Presumably either Wilber or Elizabeth Clark, or both of them, got worn out—I would guess Wilber, since he was the elder—and so they moved to County No. 70, which is Imperial’s enemy, Los Angeles County, and died.

The 1930 census shows us a fifty-six-year-old head of household named Elizabeth Clark, widow. She owns her domicile, which happens to be a farm in Pasadena Township. She has not attended school in the previous year. She can read and write. She belongs to the white race. She was born in Homburg, Germany, and both her parents were also born in Germany. Her native tongue was German, but she can speak English. Her occupation is
poultryman.
She worked the day before the census taker came to her door.

Wilber Clark’s sister Margaret, now definitely Mrs. W. H. Dickinson, lived until 1942 and died in San Diego at about age seventy-seven.

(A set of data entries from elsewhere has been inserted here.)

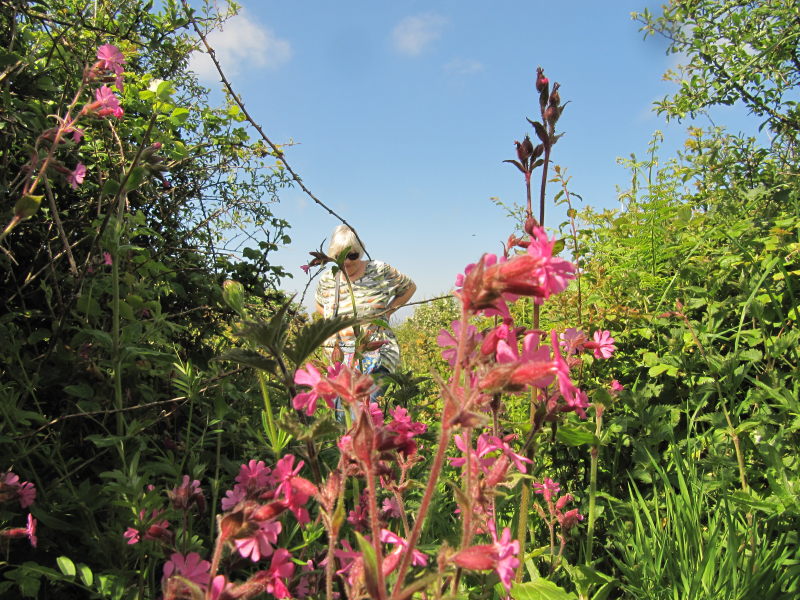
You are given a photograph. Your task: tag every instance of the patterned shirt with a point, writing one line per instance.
(373, 292)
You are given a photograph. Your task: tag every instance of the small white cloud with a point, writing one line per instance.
(241, 44)
(463, 66)
(414, 34)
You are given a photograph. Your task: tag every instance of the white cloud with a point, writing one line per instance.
(413, 35)
(242, 44)
(463, 66)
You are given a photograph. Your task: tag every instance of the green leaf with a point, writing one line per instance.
(541, 589)
(313, 335)
(87, 577)
(573, 436)
(135, 179)
(66, 566)
(249, 358)
(27, 206)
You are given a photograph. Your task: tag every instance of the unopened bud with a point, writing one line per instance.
(541, 80)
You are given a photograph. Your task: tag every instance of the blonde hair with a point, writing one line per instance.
(344, 238)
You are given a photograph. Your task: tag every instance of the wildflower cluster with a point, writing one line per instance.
(24, 493)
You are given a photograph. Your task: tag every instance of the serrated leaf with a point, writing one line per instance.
(573, 436)
(541, 589)
(541, 132)
(249, 358)
(370, 565)
(313, 335)
(86, 575)
(66, 566)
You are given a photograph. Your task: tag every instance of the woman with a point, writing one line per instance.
(379, 290)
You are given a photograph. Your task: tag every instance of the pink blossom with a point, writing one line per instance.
(281, 568)
(569, 519)
(553, 273)
(376, 414)
(547, 488)
(219, 585)
(290, 485)
(106, 103)
(75, 178)
(254, 475)
(575, 398)
(319, 389)
(31, 530)
(392, 559)
(233, 497)
(132, 535)
(572, 340)
(391, 508)
(603, 344)
(191, 566)
(506, 555)
(259, 544)
(110, 58)
(27, 494)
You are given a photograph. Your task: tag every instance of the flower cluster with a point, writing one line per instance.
(12, 489)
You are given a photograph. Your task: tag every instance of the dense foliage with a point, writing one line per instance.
(137, 375)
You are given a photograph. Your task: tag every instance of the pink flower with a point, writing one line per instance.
(259, 544)
(553, 273)
(506, 552)
(27, 494)
(30, 531)
(110, 58)
(106, 103)
(233, 497)
(569, 519)
(186, 493)
(391, 508)
(392, 559)
(547, 489)
(281, 568)
(132, 535)
(75, 178)
(191, 566)
(572, 340)
(19, 532)
(575, 398)
(603, 344)
(320, 389)
(295, 489)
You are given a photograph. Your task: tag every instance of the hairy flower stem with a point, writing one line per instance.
(525, 499)
(595, 453)
(376, 528)
(438, 461)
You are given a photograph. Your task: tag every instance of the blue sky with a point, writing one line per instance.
(401, 114)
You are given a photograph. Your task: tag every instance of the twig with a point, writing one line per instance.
(278, 152)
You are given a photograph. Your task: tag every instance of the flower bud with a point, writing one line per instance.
(541, 80)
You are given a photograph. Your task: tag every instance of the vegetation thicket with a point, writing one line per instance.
(168, 420)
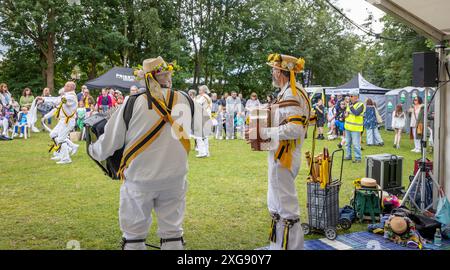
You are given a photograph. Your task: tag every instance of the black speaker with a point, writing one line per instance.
(425, 69)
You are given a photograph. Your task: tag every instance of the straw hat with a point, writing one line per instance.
(398, 225)
(286, 62)
(369, 182)
(354, 93)
(155, 66)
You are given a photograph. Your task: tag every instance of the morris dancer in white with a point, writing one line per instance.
(65, 113)
(154, 163)
(289, 125)
(204, 105)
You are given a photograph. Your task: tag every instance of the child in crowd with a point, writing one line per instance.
(15, 105)
(240, 123)
(221, 116)
(81, 115)
(320, 112)
(398, 123)
(4, 120)
(22, 122)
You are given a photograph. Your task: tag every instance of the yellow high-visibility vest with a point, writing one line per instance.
(353, 122)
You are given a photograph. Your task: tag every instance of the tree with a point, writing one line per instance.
(42, 23)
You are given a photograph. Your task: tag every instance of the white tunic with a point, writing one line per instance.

One wonders whether when they sold out and departed the Imperial Valley it was with the emotions expressed in the song of that period:

Oh, Harvest Land—Sweet Burning Sand!
—As on the sun-kissed field I stand
I look away across the plain
And wonder if it’s going to rain—
I vow, by all the Brands of Cain,
That I will not be here again.

Chapter 42

MEXICALI (1904-1905)

Mexican lands are entitled to half the water that enters the Imperial Valley . . .
They have never taken it and probably never will take it.

—The Los Angeles Times, 1925

 

 

 

 

A
horse and buggy far away, and a shaded profiled horse hitched to a wriggly palisade; a man standing in a doorway beneath a sign which, although bold, remains too small for me to make out despite my brand-new reading glasses—why didn’t I bring a photographic loupe to the archives?—a few edifices intermediate in character between huts and houses, facing off in two rows, with a wide wet street of dirt between them (wet because
WATER IS HERE
; Baja California has just now entered a forty-seven-year rainy spell, meaning that precipitation will be slightly above zero), a street which keeps coming toward me until it fills up the world; this is Mexicali in 1905, and the caption reads, of course, “Main Street.” The foreground of the street is in sharpest focus. The street displays its naked wagon-ruts which waver like a stripper’s hips; the street presents its sand, its silt and its little heaps of Imperial dirt. That’s all. Well, I forgot that one house is adorned by a dead tree whose top was snapped off by unknown agents.